Summer Smith in Rick and Morty

When asked what it is that makes Summer so confident in herself — other than general teenage exasperation, that is — Grammer says, laughing: “That’s probably just because she thinks that women are better than men in general, which is kind of true on the genetic level, because technically everyone, when they’re conceived, has four chromosomes and [if] one of them is lost, [it] makes you male, so women [have] a more complete genetic makeup. They’re just a more complete gender.

“It’s not really anything against Rick and Morty per se,” she adds. “It’s just that she knows deep down that women are, genetically, better.”

Which is, for what it’s worth, an appropriately Rick and Morty-esque answer. The show’s humor, a so-smart-it’s-stupid absurdism that uses real, complicated science and butt jokes in equal measure, is often mistaken by its viewers as nihilism. But the show’s regular forays into more complicated subjects such as depression, alcoholism, divorce, and suicide can be viewed as an exploration of living despite the cruel fates in store for us all: Nothing matters, so what do we do about that?

“I think the fan base connects to that because we sort of avoid reality a lot in our lives and we use ways to escape, [but Rick and Morty] still makes you think about it,” Grammer says. “It’s a place to be able to have a catharsis of whatever human condition you’re dealing with in your life. We’re talking about it on Rick and Morty; [and] we’re dealing with it and also failing sometimes.”

Grammer points to the fan-favorite Season 3 episode “Pickle Rick,” which sees Rick turn himself into a pickle just because he can. If his ulterior motive for becoming a pickle and slowly building himself a body out of dead rat carcasses is to avoid going to therapy with his daughter, Beth, and grandchildren Morty and Summer, then so be it.

But when Rick ultimately shows up to therapy, still in sentient pickle form, the absurdism becomes all the more apparent; this is a painfully real family crisis, so why does Rick think it’s appropriate to come to therapy as a talking pickle?

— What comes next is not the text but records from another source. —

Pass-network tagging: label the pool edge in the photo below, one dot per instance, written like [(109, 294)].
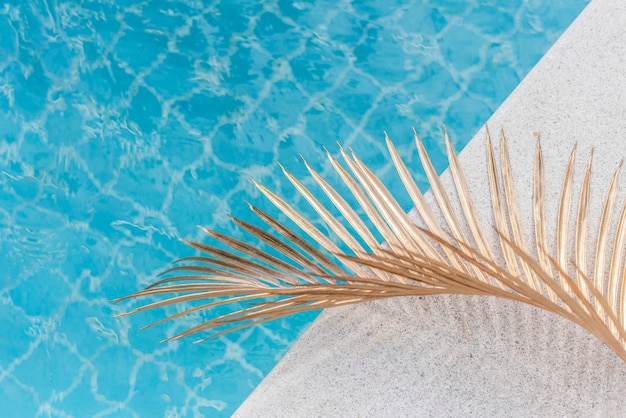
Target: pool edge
[(345, 364)]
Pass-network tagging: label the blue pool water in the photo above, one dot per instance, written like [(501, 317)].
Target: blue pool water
[(126, 123)]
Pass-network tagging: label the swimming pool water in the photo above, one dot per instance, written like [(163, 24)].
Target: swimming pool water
[(126, 123)]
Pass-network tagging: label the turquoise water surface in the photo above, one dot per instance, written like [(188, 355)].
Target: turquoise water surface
[(126, 123)]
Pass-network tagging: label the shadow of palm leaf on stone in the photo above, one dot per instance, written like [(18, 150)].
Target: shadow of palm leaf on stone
[(447, 253)]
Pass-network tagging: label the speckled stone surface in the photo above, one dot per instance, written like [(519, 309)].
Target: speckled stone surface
[(471, 356)]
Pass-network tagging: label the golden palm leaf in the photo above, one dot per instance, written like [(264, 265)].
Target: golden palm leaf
[(448, 256)]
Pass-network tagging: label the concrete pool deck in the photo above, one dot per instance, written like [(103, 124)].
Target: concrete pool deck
[(460, 356)]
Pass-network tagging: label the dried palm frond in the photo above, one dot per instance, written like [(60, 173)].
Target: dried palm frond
[(452, 256)]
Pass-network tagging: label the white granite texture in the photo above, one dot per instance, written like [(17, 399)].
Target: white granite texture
[(455, 356)]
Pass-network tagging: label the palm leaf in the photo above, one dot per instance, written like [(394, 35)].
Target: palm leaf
[(449, 254)]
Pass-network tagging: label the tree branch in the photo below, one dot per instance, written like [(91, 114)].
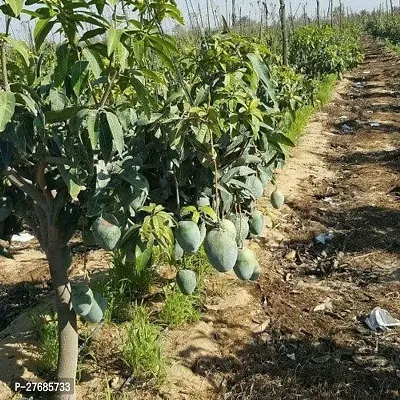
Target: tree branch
[(4, 57), (27, 187)]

The people in your life might not be able to turn into pickles, but they can certainly say and do things that feel equivalently messy. How do you deal with that?

Rick and Morty doesn’t have any solid answers, but it gets it. It knows.

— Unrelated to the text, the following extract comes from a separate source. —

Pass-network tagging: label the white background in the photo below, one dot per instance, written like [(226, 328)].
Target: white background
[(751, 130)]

“We’re all looking to circumvent the normal reality we’ve been given and find a way to make our lives meaningful,” Grammer muses. “I think that’s why I love Rick, because he’s the most committed to that.”

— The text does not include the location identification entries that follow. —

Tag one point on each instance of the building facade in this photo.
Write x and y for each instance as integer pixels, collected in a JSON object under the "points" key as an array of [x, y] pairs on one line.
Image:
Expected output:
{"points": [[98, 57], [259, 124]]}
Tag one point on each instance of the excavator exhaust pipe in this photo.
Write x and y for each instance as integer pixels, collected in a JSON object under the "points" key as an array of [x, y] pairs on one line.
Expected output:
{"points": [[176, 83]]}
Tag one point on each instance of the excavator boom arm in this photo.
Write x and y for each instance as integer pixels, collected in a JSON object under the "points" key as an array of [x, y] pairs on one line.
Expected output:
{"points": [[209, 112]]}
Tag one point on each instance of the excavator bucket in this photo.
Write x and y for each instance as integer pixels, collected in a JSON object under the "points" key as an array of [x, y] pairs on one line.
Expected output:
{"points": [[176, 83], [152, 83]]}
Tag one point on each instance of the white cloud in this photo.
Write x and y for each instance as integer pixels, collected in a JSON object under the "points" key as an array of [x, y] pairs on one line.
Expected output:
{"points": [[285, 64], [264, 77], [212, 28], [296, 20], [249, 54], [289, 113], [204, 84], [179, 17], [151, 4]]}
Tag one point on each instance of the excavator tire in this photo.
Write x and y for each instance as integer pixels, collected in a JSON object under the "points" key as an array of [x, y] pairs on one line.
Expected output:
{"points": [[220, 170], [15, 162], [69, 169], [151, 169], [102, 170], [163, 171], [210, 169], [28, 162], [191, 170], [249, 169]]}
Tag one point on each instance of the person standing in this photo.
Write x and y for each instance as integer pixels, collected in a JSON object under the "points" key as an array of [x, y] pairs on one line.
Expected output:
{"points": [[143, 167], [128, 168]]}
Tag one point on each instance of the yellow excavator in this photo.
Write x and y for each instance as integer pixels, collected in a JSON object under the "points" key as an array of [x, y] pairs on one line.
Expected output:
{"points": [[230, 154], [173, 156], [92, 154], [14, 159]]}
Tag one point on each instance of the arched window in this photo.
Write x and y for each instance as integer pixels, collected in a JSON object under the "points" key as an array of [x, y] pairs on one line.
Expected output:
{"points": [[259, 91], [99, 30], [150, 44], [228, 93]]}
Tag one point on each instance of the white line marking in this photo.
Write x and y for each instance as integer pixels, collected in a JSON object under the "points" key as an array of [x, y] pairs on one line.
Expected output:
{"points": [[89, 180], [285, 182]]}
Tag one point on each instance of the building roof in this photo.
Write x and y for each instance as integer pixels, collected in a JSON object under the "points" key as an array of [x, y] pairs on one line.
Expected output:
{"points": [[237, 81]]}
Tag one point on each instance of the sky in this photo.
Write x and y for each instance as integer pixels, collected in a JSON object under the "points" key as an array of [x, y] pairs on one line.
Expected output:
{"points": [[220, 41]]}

She adds, laughing: “Which also makes you a sociopath, really. You’re living sort of an avant-garde lifestyle, but it’s destructive to the entire universe. But you’re doing it with conviction, so we love you. That’s what every good sociopath does.”

And that’s exactly what Grammer wants for Summer down the line. Back in May 2018, Adult Swim renewed Rick and Morty for 70 more episodes, proving its confidence in the show’s lasting popularity. With all those episodes to go, Summer has a lot of potential growing up and evolving to do.

“I really want her to become more and more like Rick,” Grammer says. “I would love that. Just more and more — just more. More sociopathic, more selfish. I want her to stop caring what [Rick] thinks about her.

“[I hope] one day she just stops caring that Rick cares about her at all and she gets so strong and powerful. I would love for her to suddenly become super, super, super smart and create something that Rick didn’t even think of — which probably would never happen. But it could ... You never know ... We have 70 episodes, so it could happen!”